On one hand, the extra power from making a narrow function, a pure FP16 MAD, more general. This will always cost you one way or the other.
On the other hand, you should be able to save a considerable amount of logic and power for the pure tensor core case as well. If you know you're always going to add 4 FP16 numbers and, ultimately, are always going to add them into an FP32, there should be a plenty of optimizations possible in terms of taking short cuts with normalization etc. For example, for just a 4 way FP16 adder, you only need 1 max function among 4 exponents instead of multiple 2 way ones. There's no way you won't have similar optimizations elsewhere.
Some thoughts I had on the customized units were that while there is the truism that more silicon driven more slowly is better, more and longer wires is consistently not.
Perhaps more accurate accounting needs to take that into account, in order to differentiate between two tightly optimized units versus one larger unit and whether the tradeoff in extra sequencing, signal travel, leakage, and other pitfalls of complexity can shift the balance. The granularity of power gating is usually coarser such as the SIMD block level, and its effectiveness may be hampered if the gating had to be integrated at a sub-unit granularity and on a block that cannot fully idle.

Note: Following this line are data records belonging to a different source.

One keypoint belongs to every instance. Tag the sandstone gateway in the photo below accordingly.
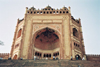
(46, 33)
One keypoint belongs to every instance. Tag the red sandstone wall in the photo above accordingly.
(93, 57)
(4, 55)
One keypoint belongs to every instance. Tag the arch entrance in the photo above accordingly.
(15, 57)
(47, 43)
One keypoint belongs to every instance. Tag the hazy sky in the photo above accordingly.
(87, 10)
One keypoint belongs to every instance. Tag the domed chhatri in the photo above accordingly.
(45, 33)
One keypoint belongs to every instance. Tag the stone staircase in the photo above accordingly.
(48, 63)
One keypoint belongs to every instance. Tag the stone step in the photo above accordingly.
(48, 63)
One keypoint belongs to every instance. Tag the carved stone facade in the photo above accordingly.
(46, 33)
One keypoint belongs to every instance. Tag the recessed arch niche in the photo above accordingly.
(46, 39)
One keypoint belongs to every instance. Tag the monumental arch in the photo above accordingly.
(48, 32)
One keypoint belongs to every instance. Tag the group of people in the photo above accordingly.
(54, 58)
(77, 58)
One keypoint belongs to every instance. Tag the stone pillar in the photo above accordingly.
(67, 37)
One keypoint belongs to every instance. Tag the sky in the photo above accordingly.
(87, 10)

Knowing that only a specific sequence of operations will occur in a physical space can remove a lot of mystery as to what wires need to go where. For example, if it's known that the adder phase isn't ever going to forward its results to the adder inputs, the option, its wires, and the multiplexing in the path can be removed.
One item I think might be a win with a dedicated unit is designing it to minimize the impact of data amplification.
If Nvidia's description is accurate as to whether there are 64 multiplications in parallel, each element is used 4 times--and in this thread there is the claim that it's simpler and more efficient to go from 16x4 to 16x16.
The casual use of the word "forwarding" implies crossing the edges of pipeline stages, and if using the general units it follows that their pipeline latches, forwarding networks, and any lane-crossing paths stand to grow by up to an order of magnitude.
I would have thought the SMs were already under some pressure for wiring congestion, if the design is optimized for density and the clock speeds Nvidia's GPUs have reached for. Volta's plain single-lane FMAs operate at a 4 cycle latency, which might not have happened if several adders, additional cross-lane permutations, and 4-16x the bypassing were hanging off of it.
Not knowing how many stages could be drive stages, whatever number of stages that need to latch the 4-16x more 32-bit values would expand the lane.
It's why I'm leery of using the existing critical path for methods that could generate KBs of extra context and run thousands of extra wires into the existing paths. That's more layers of logic, and I have doubts that the SMs are so free of congestion that they can swallow that many more wires without losing density, adding repeaters or more logic, and possibly losing a significant amount of clock speed.
Potentially, a tensor unit could calculate what it could for shifting and control words on the 16 input elements first, then use bespoke logic that can only duplicate and broadcast the operands for this specific operation to the multipliers within a clock cycle.
Since there is no mystery as to where the results must go physically, the 64 outputs from the multipliers could have physically direct and short paths into the adders--whatever form they might take.
I would figure that the operation depth would be reduced with adders that took more than 2 inputs, and by adding things in parallel to the point that there's 32 or 16 values that need to move to the next pipe stage.
A less than fully pipelined tensor unit or some kind of skewed pipelining might let the tensor unit dispense with intermediate storage. I'm not sure if the whole matrix operation could truly be fit into a general FP unit's clock cycle, but the dedicated tensor unit might not need the FP unit's clock cycle--and the FP unit's clock cycle wouldn't need to fit the tensor.
Any non-standard timings or behaviors could be aided by the unit being separate and having dedicated sequencing logic, rather than expanding the general-purpose pipeline's sequencing behavior that already covers the behaviors of standard instructions.